Luka Doncic, Fred VanVleet, Malik Beasley, James Harden, Terry Rozier, Duncan Robinson
Doncic has shown great range in years past, but he is shooting just over 36% from the field this season. Granted, defenses narrow in on Doncic but many defenses narrow in on other players in Tier 2 as well and those players are shooting close to 2%-3% higher. It's somewhat of a valid excuse, but until that number gets closer to 40%, Doncic is just a Tier 3 outsider shooter.
That also is the same with Harden. Harden makes 2.8 threes out of 7.8 attempts and owns a 35.8% shooting clip from beyond the arc. That is too sporadic for a player that you are relying on to hit outside shots. Since shifting to point guard, Harden has been attacking the paint more and setting up the likes of Kyrie Irving.
Among the others, VanVleet ranks fifth in the league with 9.0 attempts with a conversion rate of 37.1%. He is slowly becoming the modern-day Kyle Korver, who ranks as one of the best outside shooters of all time. Beasley is having a career season where he ranks sixth in the league in three-point field goals made (3.5), which is tied with Robinson. However, Robinson owns a better shooting percentage (40.8%) in comparison to Beasley (39.9%). Rozie is quietly shooting 40.4% from the field and takes 8.2 attempts per game.

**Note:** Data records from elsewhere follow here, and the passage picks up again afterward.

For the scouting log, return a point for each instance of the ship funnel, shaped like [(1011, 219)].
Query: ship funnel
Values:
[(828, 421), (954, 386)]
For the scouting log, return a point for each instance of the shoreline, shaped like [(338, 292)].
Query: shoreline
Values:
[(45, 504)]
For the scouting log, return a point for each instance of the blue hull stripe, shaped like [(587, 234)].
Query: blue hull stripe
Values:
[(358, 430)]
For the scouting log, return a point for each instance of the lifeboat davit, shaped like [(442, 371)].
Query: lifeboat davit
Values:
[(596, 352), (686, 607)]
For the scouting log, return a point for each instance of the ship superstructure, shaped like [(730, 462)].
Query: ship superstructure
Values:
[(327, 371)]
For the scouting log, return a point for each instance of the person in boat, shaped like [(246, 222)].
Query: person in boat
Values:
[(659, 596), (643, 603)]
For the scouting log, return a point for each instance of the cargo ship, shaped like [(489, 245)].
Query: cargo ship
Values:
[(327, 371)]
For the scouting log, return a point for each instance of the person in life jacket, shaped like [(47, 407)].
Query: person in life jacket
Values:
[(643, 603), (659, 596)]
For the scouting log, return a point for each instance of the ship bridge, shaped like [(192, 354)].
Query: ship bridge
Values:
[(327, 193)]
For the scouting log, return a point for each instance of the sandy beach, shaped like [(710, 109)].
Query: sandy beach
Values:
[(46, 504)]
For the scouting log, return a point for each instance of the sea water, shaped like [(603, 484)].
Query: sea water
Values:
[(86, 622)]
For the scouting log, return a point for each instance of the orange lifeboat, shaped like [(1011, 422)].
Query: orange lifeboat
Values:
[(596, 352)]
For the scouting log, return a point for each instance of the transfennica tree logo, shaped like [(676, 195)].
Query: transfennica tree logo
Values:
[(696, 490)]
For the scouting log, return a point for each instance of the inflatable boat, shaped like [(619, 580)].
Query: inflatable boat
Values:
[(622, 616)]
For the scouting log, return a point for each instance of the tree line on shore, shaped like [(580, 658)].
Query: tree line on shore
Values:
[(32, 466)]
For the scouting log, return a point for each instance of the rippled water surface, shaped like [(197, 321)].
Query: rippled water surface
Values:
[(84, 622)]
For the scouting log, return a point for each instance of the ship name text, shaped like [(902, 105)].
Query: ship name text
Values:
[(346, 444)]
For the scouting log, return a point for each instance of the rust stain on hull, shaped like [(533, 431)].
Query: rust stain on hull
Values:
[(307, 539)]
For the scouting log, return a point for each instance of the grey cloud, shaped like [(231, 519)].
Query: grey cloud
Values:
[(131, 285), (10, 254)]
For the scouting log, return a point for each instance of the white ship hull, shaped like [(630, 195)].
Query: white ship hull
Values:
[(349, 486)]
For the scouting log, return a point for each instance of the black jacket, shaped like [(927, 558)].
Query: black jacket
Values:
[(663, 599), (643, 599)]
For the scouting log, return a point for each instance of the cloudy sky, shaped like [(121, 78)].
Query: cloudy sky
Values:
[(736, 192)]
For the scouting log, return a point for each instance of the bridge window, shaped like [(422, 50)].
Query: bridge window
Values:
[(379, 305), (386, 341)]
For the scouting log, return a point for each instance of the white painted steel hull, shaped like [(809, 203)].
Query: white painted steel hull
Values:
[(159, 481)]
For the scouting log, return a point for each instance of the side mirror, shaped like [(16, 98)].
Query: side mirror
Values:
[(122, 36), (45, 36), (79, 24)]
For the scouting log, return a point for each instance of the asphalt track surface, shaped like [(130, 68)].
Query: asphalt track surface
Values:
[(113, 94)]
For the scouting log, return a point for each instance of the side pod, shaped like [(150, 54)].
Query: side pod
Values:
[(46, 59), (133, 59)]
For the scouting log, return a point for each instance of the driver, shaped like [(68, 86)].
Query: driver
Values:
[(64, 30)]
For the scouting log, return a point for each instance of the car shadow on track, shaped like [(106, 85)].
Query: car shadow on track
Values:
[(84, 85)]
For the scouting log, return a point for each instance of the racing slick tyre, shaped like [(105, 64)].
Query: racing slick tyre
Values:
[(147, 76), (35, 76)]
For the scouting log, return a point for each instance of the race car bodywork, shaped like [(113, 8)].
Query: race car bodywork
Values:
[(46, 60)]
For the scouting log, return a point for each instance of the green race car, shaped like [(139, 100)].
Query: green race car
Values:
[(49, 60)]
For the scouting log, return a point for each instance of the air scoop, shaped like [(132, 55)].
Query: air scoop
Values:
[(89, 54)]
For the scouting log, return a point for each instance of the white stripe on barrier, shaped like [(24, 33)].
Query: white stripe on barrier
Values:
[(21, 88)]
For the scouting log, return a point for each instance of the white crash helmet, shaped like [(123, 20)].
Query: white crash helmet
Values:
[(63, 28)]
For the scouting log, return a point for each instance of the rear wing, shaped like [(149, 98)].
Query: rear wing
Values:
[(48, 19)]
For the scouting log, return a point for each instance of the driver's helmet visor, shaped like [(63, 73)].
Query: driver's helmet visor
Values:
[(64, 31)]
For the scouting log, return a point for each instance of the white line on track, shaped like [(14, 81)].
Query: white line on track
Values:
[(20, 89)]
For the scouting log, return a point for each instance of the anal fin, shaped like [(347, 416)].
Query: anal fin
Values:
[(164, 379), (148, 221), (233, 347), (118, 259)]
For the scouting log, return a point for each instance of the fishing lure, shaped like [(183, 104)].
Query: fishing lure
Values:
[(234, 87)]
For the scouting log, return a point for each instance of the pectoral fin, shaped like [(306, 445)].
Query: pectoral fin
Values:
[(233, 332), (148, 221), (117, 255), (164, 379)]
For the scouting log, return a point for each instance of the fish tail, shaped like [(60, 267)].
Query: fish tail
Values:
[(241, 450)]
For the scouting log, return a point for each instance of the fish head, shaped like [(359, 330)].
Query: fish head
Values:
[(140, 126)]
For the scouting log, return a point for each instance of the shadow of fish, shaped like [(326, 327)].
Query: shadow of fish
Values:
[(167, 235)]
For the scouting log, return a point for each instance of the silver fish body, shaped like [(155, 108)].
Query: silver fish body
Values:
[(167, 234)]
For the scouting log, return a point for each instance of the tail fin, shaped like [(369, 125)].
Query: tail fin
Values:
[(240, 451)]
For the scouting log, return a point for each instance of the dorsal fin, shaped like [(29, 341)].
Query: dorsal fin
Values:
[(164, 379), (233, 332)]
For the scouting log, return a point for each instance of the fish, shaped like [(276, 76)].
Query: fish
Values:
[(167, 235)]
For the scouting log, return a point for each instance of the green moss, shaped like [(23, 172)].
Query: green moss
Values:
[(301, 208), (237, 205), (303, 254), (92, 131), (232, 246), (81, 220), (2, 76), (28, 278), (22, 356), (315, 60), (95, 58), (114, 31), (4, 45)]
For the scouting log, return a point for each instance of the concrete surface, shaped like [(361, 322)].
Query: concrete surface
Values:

Jordan Clarkson, Devonte' Graham, Kyrie Irving, Mike Conley Jr.
Clarkson is the runaway favorite to win Sixth Man of the Year. Clarkson ranks 15th in the league with 3.0 three-point field goals made, but his percentage is low, hovering around 35%. Regardless, Clarkson put the league on notice when he scored 40 points off the bench back in February.
Irving deserves recognition, especially with his 39.8% shooting clip from beyond the arc. Since Irving has made the switch to shooting guard, Irving has shown that he could go off at any given night. He remains a lethal option from downtown. Another longtime veteran, Conley, is showing his shooting stroke by shooting over 41% this season. Conley, with the help of Clarkson and Mitchell, is leading the Jazz with an NBA-best 16.8 three-point field goals made per game.
Graham ranks just above Clarkson with 3.1 threes made per game. The Charlotte Hornets rank seventh in the league in made threes per game, which sounds crazy when you read it once. It's true. The Hornets are one of the best three-point shooting teams and that has a lot to do with both Rozier and Graham.
D'Angelo Russell, Joe Ingles, Gary Trent Jr., Norman Powell, Tim Hardaway Jr.
Let's start with the juniors, Gary and Tim. The Trail Blazers rank second in the league in made three-point field goals with 16.0. That was before Trent was traded to the Toronto Raptors. Trent, who is making noise for NBA's Most Improved Player, is shooting 39.2% and was moved for Norman Powell, who is shooting 43% from deep. The trade didn't make a lot of sense except for Portland believing that Powell's five extra points per game might make more of a difference.
Hardaway has been a sneaky good the last two years. Last season, Hardaway shot 39.8% from three, and he is shooting 39.2% this season. Ingles, like previously mentioned, is second in the league in three-point field goal percentage (48.2%). Ingles is no slouch either, shooting 5.5 attempts per game. Russell is shooting above 40% for the first time in his career, including six percent higher than last season.